Stourton’s eyes narrowed ever so slightly, it was barely notable, and the muscle at the edge of his lips twitched on one side in the moment before he spoke. “Lord Marlow. That will make the drive more entertaining.” Disdain hissed through the pitch of the man’s voice.
“I shall g
o and ensure Susan is ready.” Henry turned and left the room.
What had Alethea said to him? Did he think Henry a rival? Did he know of their supposed engagement? Or had he heard rumours of Henry’s reputation?
Whatever the man knew, he did not like Henry, just as Henry was starting to dislike himself.
When Henry walked into the hall Susan was looking at the drawing room door. She had probably listened to their conversation. Her head turned away, hiding her face behind the broad rim of her bonnet, as her body was now hidden beneath a large loose shawl.
Alethea followed him out, on the arm of her new beau, and she smiled as she passed Henry with another look that sought to ignite his jealousy. He hoped she had not seen his first reaction. If she had it must have misled her. His heart hovered across the room, amidst the air another woman breathed.
“Are you ready, Susan?” He asked as Alethea put on her bonnet.
Susan glanced at him, her grey eyes looking very directly into his. “Yes.” She was scared of this—scared of speaking to him.
The rhythm of his heart lifted in pace. He was suddenly scared too. Scared of what was happening to him, the emotion that was gathering.
As soon as Alethea had tied the ribbons of her bonnet, the front door was opened by a footman. Susan walked forward, as though she was avoiding the chance that he might offer her his arm.
He wished to yell at her. You did not refuse my kiss!
She was acting as though this madness was solely his. It was not, she had responded. She had kissed him with passion.
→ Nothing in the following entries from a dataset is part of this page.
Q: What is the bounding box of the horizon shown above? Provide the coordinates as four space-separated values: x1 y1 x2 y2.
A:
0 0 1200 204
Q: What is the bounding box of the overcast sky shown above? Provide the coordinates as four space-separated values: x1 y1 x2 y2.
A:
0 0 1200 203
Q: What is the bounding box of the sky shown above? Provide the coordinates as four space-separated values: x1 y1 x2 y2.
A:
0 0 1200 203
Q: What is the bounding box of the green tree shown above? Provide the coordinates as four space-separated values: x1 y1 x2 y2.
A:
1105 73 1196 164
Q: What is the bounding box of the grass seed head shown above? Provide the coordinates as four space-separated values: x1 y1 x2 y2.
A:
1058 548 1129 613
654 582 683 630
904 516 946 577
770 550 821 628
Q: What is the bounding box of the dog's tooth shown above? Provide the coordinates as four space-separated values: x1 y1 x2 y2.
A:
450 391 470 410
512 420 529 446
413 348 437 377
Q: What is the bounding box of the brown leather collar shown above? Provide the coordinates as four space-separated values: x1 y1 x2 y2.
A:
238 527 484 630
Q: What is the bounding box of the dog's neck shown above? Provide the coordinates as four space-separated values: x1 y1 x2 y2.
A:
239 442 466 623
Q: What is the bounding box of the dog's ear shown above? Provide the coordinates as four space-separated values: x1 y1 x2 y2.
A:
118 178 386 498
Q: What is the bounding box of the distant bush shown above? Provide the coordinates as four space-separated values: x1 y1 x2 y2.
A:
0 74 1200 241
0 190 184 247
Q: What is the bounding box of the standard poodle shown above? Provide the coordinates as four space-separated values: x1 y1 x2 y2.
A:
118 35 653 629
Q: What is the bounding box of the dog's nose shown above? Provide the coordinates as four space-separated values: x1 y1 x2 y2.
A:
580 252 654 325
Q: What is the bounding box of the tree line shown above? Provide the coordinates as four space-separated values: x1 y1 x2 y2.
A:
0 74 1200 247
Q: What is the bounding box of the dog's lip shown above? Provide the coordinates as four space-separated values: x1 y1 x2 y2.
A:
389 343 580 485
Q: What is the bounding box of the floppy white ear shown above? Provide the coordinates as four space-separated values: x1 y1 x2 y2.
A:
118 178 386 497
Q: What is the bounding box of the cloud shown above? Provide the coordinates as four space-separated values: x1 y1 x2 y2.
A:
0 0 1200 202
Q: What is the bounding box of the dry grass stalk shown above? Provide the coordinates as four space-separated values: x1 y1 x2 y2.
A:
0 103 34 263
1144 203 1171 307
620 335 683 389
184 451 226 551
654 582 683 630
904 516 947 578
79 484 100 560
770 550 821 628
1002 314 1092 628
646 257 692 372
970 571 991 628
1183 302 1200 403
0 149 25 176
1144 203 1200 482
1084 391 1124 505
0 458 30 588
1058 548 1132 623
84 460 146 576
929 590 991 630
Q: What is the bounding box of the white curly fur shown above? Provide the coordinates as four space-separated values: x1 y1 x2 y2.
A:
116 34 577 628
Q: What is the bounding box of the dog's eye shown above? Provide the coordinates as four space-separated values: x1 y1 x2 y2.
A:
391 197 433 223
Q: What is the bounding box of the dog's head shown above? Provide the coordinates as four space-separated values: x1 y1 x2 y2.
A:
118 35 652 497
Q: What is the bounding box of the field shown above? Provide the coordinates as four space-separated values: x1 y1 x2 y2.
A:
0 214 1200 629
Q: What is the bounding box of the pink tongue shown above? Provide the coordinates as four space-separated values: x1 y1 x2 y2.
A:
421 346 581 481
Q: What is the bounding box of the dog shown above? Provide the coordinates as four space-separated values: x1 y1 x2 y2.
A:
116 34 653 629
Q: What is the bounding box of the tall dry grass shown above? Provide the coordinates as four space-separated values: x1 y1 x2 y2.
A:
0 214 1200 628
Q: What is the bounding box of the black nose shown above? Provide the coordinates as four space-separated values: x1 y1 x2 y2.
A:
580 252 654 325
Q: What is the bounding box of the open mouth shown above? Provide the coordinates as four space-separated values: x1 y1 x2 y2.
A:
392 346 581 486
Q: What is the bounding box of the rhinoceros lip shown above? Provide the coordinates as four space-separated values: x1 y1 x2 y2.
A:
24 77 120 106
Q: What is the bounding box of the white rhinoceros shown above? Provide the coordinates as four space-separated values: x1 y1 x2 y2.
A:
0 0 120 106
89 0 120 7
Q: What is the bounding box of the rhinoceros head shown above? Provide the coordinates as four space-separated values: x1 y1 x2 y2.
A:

Yet that argument could wait until they were in his curricle.
Before he could follow, Alethea walked ahead of Susan, probably to ensure that Henry had a good view of her with Stourton.
Susan let her sister pass.
He would have lifted his arm to Susan in that moment, but out of sight of her sister she made a bitter face at him, before turning to walk outside.
Yet—she had kissed him.
Susan walked down the steps ahead of him.
Alethea laughed exuberantly as her earl clasped her hand and held on to it while she climbed up into his carriage.